Canadian International Paper Company
- Predecessor: St. Maurice Lumber Company
- Founded: 1919; 106 years ago in Montreal, Canada
- Products: Forest and Paper Products
- Parent: Bowater

= Canadian International Paper Company =

Canadian forest products company

The Canadian International Paper Company (CIP) was a Montreal-based forest products company, a former subsidiary of International Paper. It was originally formed as the St. Maurice Lumber Company in 1919 but was renamed in 1925. It was sold to Canadian Pacific Forest Products in the early 1980s, which became Avenor Inc. in 1994; this company was then bought by Bowater in 1998.
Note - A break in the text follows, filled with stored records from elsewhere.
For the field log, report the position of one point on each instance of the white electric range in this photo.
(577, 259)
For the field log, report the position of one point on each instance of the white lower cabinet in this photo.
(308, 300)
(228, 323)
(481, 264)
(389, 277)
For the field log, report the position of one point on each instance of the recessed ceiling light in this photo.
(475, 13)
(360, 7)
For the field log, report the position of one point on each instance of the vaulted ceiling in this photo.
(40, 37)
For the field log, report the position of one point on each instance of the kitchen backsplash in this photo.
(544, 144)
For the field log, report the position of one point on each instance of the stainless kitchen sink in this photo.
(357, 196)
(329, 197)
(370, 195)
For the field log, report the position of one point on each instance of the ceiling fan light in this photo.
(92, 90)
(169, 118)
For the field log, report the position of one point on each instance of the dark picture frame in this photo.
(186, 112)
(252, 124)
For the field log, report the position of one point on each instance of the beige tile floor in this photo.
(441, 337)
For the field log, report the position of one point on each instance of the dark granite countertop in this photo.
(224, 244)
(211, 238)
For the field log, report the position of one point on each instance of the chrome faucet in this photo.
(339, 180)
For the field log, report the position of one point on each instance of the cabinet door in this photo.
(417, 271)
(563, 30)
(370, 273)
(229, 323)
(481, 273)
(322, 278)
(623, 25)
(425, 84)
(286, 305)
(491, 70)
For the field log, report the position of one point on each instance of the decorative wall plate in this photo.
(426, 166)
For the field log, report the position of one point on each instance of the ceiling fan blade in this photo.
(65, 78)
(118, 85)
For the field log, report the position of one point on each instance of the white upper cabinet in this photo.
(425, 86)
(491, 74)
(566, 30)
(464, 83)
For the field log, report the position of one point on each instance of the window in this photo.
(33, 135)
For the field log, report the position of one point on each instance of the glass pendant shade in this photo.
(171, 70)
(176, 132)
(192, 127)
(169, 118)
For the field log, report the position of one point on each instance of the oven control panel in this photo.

The company operated plants in Gatineau, Trois-Rivières, Témiscaming, La Tuque, Matane, Hawkesbury, Grand Falls and Corner Brook and Dalhousie, New Brunswick
.

This company set up the Gatineau Power Company which established hydroelectric plants on the lower Gatineau River. Now, these plants are operated by Hydro-Québec.

The mill in Témiscaming was originally built by the Riordon Pulp and Paper Company, later bought by CIP. When CIP wanted to close its mill in this one-industry town, the employees formed Tembec to take over the operation. The research department of CIP was begun in 1923 by the Riordon Company, two years prior to the acquisition of Riordon by CIP.